When it comes to NPS benzos Flubromazepam quickly became my favourite, despite the problem with its duration which I have described above.
NPS chemists eventually produced 'triazolo' versions of both the drugs I have described above. By altering the drugs molecules in this way it would be expected that the resulting drugs would be somewhat similar to their non 'triazolo' parents, only both subjectively stronger and more potent by weight and with a shorter duration of action.
Clonitrazolam was the first I tried and found the effect wonderful and almost as good as flubromazepam in terms of the almost euphoric lovely anxiolytic effect they produced. They felt similar in some respects to Clonazepam, only they were markedly more sedating and required about half of the dose to produce a comparable effect. As expected, the duration of action was shorter than that of Clonazepam, taking effect within 15 minutes to an hour and lasting approx. 12 hours, classifying them as an internediate acting benzo. (Clonazepam is classed as a long acting benzo, admittedly one of the shorter acting, long acting benzos with an average duration of affect between 18 - 24 hours).
Flubromazolam then of course is the 'triazolo' version of flubromazpam, and despite reporting my experiences before on Bluelight I will repeat them here due to the unusual reaction I had to this particular drug. As a child of the extremely potent flubromazepam, I had expected this one to be hyper potent and these suspicions were confirmed when the first trip reports came in - the drug was so potent it was sold in doses of 250mgs layed onto blotters as well as acting as the active ingredient in vendor pressed pellets. I got 25 as a tester and took 1.25mg as an initial dose (I have a silly high tolerance to benzodiazepines - despite using them 2 -3 times a week max nothing with an equivalence lower than that of 50 - 60mg diazepam will touch the sides).

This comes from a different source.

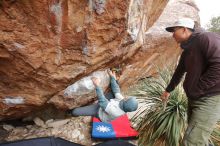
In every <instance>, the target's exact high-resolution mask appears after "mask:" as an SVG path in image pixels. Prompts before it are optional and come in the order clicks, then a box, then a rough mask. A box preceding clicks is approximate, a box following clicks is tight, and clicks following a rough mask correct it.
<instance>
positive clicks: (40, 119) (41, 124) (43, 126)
mask: <svg viewBox="0 0 220 146" xmlns="http://www.w3.org/2000/svg"><path fill="white" fill-rule="evenodd" d="M34 123H35V124H36V125H37V126H40V127H43V128H45V127H46V125H45V124H44V121H43V120H41V119H40V118H39V117H36V118H34Z"/></svg>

Flubromazolam - 1st dose - 1.25mg: Took about 20 minutes to take effect after which I was literally crawling around the carpet. I have to say that they blew my head off, giving me one of the most potent benzo experiences I have ever exerienced.

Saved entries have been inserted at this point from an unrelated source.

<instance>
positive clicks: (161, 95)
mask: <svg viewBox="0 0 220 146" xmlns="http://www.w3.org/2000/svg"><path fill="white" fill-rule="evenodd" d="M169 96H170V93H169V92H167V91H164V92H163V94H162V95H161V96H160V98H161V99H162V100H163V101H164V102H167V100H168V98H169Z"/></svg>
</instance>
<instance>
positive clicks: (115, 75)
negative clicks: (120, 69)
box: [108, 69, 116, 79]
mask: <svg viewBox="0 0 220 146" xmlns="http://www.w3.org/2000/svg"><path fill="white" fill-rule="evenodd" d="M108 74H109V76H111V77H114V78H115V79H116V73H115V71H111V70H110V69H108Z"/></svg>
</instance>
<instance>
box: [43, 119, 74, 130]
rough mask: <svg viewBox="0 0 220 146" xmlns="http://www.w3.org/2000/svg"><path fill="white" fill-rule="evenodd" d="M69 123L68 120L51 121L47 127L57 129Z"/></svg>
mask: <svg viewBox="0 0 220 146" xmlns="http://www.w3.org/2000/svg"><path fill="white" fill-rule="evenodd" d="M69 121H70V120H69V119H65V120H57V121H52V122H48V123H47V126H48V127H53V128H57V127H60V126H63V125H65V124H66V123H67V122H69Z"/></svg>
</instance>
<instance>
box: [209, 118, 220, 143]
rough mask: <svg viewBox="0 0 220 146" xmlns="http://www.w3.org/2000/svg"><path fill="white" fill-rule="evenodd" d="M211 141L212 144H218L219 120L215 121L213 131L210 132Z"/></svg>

2nd Dose - 2 days later. I took 2mg (silly I know) but rather than knocking me sideways they had much less of an effect, perhaps equivalent to 40 - 50 mgs Diazepam. ??? I had hear that f-LAM was notorious for raising ones tolerance so I gave myself a tolerance break, taking no benzodiazepines for a week to see if I could re-capture the initial effect.
3rd dose - 8 days later - I took 3mgs of f-LAM which had NO EFFECT WHATSOEVER. What was really strange though was that I could continue to get good effect from the other benzos I has in my possession (my standard collection includes Diazepam and Clonazepam from the pharm end and Nifoxipam, Clonazolam, Flubromazepam and 2,Chloro - Diazepam (Diclazepam) from the NPS end). The only way I can explain this specific tolerance escalation to f-LAM is that the initial dose I took was so strong that it permanently blew whatever metabolic pathway the drug used to induce its effect. The tolerance appears permanent as I tries a final 3mg dose about 6 months later with only minor effects.
To conclude, Clonazolam appears to be a highly potent and pleasant drug, if benzos are your thing,but predictable in its effects, dose response and durartion.
Flubromazolam however is in my opinion a complete mystery and should be avoided, it has no predictable effects regardless of dose or tolerance and has absolutely no use beyond trying a single dose out of curiosity
Thanks for reading yet another long winded post. I hope that it gives THCified some idea of these drugs and their effects.